Balakrishnan did not attend the hearing. He previously challenged the university’s proceedings, which were rejected by the Committee on Privilege and Tenure, said Balakrishnan’s attorney Jamie Dupree. 

“Since the proceedings are unprincipled, Professor Balakrishnan will not appear at them,” Dupree said in an email.  

Harlander and Siegel are taking Balakrishnan’s absence as a sign the committee might provide a recommendation in their favor. UCSC has never terminated a tenured faculty member, so Harlander hopes her case will pave a new way. 

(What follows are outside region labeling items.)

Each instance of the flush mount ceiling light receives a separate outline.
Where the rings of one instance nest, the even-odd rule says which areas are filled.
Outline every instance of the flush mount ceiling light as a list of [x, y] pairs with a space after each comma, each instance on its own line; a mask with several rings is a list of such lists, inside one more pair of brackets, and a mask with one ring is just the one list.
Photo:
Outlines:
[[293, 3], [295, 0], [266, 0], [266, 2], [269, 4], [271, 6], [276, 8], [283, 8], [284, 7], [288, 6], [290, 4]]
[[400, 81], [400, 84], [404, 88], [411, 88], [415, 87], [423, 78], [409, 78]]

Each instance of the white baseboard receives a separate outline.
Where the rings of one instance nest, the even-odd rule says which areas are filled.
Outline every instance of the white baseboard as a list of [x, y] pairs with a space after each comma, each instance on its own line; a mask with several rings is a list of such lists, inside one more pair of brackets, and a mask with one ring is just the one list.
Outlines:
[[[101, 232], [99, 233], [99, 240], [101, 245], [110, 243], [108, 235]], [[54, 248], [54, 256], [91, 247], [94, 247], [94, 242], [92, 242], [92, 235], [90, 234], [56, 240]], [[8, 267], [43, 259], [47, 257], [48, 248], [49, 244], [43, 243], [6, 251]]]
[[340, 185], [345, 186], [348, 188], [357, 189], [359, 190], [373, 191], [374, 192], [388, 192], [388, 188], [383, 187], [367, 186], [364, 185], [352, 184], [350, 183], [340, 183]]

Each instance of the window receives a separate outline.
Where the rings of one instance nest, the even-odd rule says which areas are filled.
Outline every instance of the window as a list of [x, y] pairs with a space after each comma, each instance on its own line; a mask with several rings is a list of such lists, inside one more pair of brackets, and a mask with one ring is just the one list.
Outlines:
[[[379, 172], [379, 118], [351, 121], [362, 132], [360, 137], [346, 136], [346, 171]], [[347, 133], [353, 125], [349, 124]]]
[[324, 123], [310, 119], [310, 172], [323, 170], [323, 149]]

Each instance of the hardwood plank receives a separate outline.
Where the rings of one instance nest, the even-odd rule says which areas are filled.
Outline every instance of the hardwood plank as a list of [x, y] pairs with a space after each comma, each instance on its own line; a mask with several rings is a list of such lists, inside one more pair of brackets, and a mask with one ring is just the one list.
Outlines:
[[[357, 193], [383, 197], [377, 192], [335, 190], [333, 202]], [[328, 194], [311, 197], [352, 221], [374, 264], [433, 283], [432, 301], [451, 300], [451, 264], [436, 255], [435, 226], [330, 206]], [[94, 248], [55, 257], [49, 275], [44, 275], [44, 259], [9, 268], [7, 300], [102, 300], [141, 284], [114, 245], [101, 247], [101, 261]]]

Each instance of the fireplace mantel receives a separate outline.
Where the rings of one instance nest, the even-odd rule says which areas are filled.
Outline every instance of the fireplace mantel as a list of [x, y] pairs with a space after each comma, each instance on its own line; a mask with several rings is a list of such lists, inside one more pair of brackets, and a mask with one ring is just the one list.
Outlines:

“It sets the precedent that with determination and with support and shedding layers of shame and all kinds of feelings of doubt and fear,” Harlander said, “that through shedding all of that and healing, really anything is possible.”

Harlander brought a candle, copies of “Climbing Poetree” and “We Should All be Feminists”and stones from Walusi, believed by some to be the source of creation in the African Great Lakes region.

Harlander’s pursuit of justice isn’t limited to the university process anymore. She and Siegel also filed a civil lawsuit against Balakrishnan, which will include a deposition process during which Balakrishnan must answer questions regarding the case under oath. Harlander didn’t rush into the legal battle though — she would have preferred to address the situation through restorative justice.

“I believe in restorative justice. I practice restorative justice in my work and in my life, and I’m very well aware that that takes the perpetrator of the act, of the violence, to not only show up and listen, but to acknowledge the fact of what he’s done, to be honest and hopefully find some kind of reconciliation,” Harlander said. “At this point I don’t see that being possible. We will do absolutely everything in our ability to ensure that he’s held accountable for his actions.”